About 18.5 lbs without pedals.


----------



## soapbox (Nov 13, 2007)

well i bought it. 
1. i have always wanted a carbon bike and... 

2. ever since i was a kid watching lemond on the taco bell commercials, i wanted a lemond bike. 

so when those two combined, i had to get it. i am a mtn biker and i just rode it today (this is the 1st road bike i've ever been on), it is a whole new world of speed, super badass speed.


----------



## Ken Wells (Mar 21, 2007)

*Kelly Strategies Lemond Team*

Check out this bike team. They are kicking ass on Lemonds and won the Vegas criterium. These are great bikes and the frame is almost identical to the new Trek Madone. They can be built to very light weights.


----------



## veritechy (Dec 28, 2007)

Hi Soapbox,

Just wondering what kind of deal did you get? I am also interested in an '07 .

Thanks, 
Veritechy


----------



## soapbox (Nov 13, 2007)

it was regular 1800 but since it was an end of model year closeout, it was 1400. it also came with a 105 crank instead of a bontrager (as it was listed). i think it is a good deal for 1400 and makes for a super nice beginner road bike


----------



## veritechy (Dec 28, 2007)

That is a great price. I'll try to keep an eye out. Thanks for the info.
How do you like it?


----------



## soapbox (Nov 13, 2007)

i have really enjoyed the roadie experience. i rode 118 miles total last week. that's huge to me. i am a mtn biker and am used to laying low dec-feb. if my knees don't blow up, i think this will be good for me.


----------



## veritechy (Dec 28, 2007)

Good to hear... I was a mtn biker previously too and made fun of the weight weenies 
Went riding with a buddy who had a road bike. I put some 1.25" slicks on my stumpy and still got smoked on a road ride.

Anyway, I also decided to give the road bike thing a try. Hope I'll like it as much as mtn biking.


----------



## soapbox (Nov 13, 2007)

BTW...i weighed it tonight and it is 19.5lbs for a 59cm. pretty chubby for a road bike. i guess that just leaves room for upgrades.


----------



## veritechy (Dec 28, 2007)

Ha ha. I always found upgrading to be the fun part.

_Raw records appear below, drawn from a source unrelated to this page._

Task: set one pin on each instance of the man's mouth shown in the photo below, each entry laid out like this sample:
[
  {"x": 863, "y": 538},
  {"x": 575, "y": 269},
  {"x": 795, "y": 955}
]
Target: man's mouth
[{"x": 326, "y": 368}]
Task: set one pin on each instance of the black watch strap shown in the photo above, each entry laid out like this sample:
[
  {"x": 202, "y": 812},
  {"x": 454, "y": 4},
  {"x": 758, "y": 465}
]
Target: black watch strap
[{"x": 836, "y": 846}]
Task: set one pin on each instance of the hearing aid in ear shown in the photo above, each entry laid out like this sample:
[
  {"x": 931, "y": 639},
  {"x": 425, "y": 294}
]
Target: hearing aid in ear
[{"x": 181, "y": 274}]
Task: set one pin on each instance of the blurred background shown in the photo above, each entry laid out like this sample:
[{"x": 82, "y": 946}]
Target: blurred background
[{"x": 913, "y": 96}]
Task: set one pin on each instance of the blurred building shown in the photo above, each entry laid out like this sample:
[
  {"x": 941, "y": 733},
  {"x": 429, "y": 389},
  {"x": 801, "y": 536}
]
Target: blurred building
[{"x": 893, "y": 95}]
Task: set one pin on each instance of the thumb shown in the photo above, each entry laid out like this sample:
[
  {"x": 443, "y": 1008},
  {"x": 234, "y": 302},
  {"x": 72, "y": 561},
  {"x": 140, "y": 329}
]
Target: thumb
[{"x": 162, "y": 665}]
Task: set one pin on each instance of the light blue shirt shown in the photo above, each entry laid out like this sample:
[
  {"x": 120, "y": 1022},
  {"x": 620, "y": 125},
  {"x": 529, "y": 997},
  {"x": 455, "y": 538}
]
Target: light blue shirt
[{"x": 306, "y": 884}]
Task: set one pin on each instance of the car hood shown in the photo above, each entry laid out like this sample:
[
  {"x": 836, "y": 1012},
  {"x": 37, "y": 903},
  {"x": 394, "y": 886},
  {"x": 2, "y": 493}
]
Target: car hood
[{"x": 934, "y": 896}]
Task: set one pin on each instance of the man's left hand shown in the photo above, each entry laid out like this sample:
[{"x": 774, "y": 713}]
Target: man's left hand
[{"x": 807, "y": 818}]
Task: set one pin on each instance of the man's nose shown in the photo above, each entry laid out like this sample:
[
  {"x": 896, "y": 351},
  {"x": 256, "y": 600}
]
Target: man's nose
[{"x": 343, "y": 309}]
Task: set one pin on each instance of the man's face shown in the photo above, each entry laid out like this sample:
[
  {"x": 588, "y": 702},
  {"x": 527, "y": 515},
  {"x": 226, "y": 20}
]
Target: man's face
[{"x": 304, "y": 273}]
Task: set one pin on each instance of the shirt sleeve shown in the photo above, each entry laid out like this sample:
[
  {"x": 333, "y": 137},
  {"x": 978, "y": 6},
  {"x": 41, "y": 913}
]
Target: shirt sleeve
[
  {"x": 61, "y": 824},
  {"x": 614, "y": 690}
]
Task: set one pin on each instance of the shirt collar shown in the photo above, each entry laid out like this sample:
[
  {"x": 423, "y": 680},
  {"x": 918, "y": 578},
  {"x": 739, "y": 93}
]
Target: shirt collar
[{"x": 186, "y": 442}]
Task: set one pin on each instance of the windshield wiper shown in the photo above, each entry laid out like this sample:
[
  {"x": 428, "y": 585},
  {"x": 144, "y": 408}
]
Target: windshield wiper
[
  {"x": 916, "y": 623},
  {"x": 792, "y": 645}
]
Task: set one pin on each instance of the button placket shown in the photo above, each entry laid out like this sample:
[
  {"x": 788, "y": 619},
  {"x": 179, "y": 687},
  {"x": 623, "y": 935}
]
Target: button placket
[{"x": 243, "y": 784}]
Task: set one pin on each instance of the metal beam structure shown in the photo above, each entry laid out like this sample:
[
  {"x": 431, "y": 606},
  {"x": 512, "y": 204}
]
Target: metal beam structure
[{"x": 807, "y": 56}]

Over the weekend I sprung for a Lemond too. I like it so far.

Look what we've become...weight weenies. 19.5lbs is not bad compared to our mountain bikes, right? My stumpies are anywhere from 24-26lbs, depending on what I put on them. Anyway, it'll be fun to try something else out.


----------



## soapbox (Nov 13, 2007)

my yeti's 28.5lbs. 19.5 (with pedals) is still not that bad for the pricepoint and a carbon frame. upgrades will be a while coming though. to cut some serious wt., it would cost ~$1000


----------